Just like the numbers that a caller dials on a telephone, the addressing information on an e-mail is freely shared with an e-mail service provider to enable the delivery of the message.  The user fully knows that he must share that information to have his mail delivered.

But this is just wrong. While most people do, of course, make use of third-party e-mail providers, it false that one must do so:  Though it requires a moderate level of technical sophistication, in principle anyone can operate their own e-mail server on a privately owned computer, and plenty of tech savvy folks do just that. Far more commonly, corporate entities like the Cato Institute or the Associated Press or Georgetown University may act as e-mail providers for their members or employees—and in these cases the provider’s relationship to the individual user is far from the arm’s-length “third party” relationship of a phone company to its customers.  Even if the individual senders and recipients in these cases have waived their personal expectation of privacy in the information conveyed to the servers of the employers who maintain their accounts, those corporate entities have their own Fourth Amendment rights, and there is no third party to whom they have conveyed the e-mail metadata stored on their in-house servers. Rather, the metadata needed to route an e-mail message from an individual sender to an individual recipient is part of the content of a communication between (the servers of) Cato and the Associated Press—a communication conveyed through but not to the Internet backbone provider.

Goldsmith attempts to bolster his case with an analogy to postal mail, where the addressing information on the exterior of an envelope is considered exposed to the public and therefore lacking any expectation of privacy.  But as the example above shows, the analogy is misleading, because these two communications technologies don’t actually function analogously: What is “exposed” to the backbone provider is only an “envelope” addressed from the Cato Institute to the Associated Press—an envelope that would be “opened” upon delivery to the internal mail system of the Associated Press to expose a second envelope with more specific addressing information.  The communication (or really, series of communications) between the two SMTP servers would look roughly like this:

            CATO: MAIL FROM:<jsanchez@cato.org>
            AP: 250 OK

            CATO: RCPT TO:<reporter@ap.org>
            AP: 250 OK

            CATO: DATA
            AP: 354 Start mail input; end with <CRLF>.<CRLF>
            CATO: Hello, friendly journalist,
            CATO: I would be delighted to share my 
            CATO: policy expertise with you...
            CATO: <CRLF>.<CRLF>
            AP: 250 OK

The part of this necessarily “exposed” or “conveyed to” the intermediary Internet backbone provider would be the numerical equivalents of “CATO” and “AP,” whereas everything following the colon on each line is the communication between those two servers. And indeed, one reason corporations sometimes decide to maintain their own mail servers is precisely to retain exclusive possession of the contents of these inter-server communications.

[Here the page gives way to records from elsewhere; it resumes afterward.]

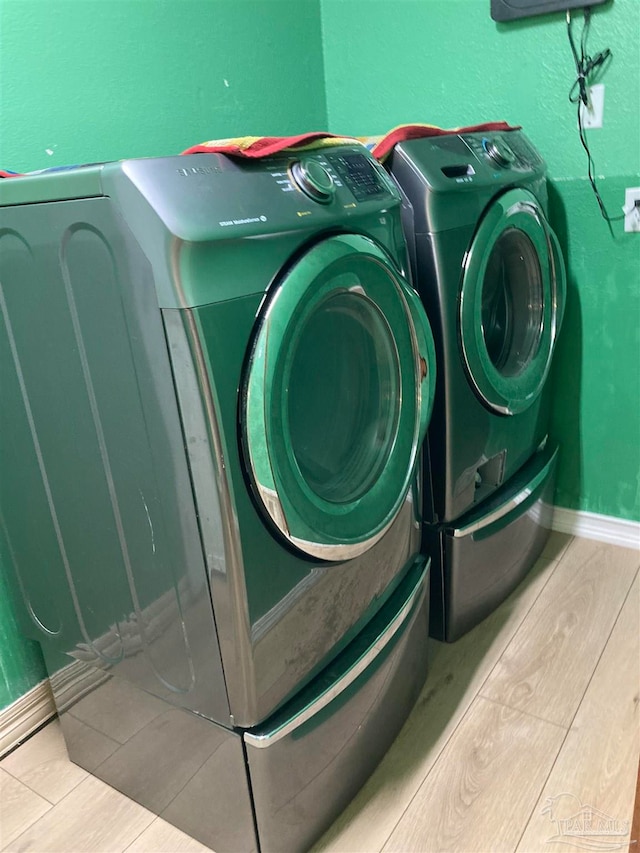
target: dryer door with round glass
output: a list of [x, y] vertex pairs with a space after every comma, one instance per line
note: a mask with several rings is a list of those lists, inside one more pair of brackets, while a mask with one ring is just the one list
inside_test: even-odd
[[460, 342], [469, 379], [492, 411], [538, 397], [565, 302], [558, 241], [535, 196], [509, 190], [489, 207], [465, 258]]
[[435, 382], [416, 293], [359, 235], [309, 249], [259, 318], [241, 412], [245, 458], [270, 521], [299, 550], [361, 554], [411, 485]]

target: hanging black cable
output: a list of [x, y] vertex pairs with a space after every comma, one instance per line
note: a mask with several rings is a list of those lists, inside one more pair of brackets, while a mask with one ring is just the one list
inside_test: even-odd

If the government wishes to obtain those communication contents, whether they are interested in the addressing information being transmitted from server to server or the English message ultimately bound for a human recipient, they may subpoena the corporate sender or recipient for the appropriate business records, or obtain a conventional wiretap order to intercept the communication at the backbone.  What they should not do, however, is invoke Smith in tandem with technically imprecise analogies to disanalogous technologies in order to pretend that a wiretap is not a wiretap.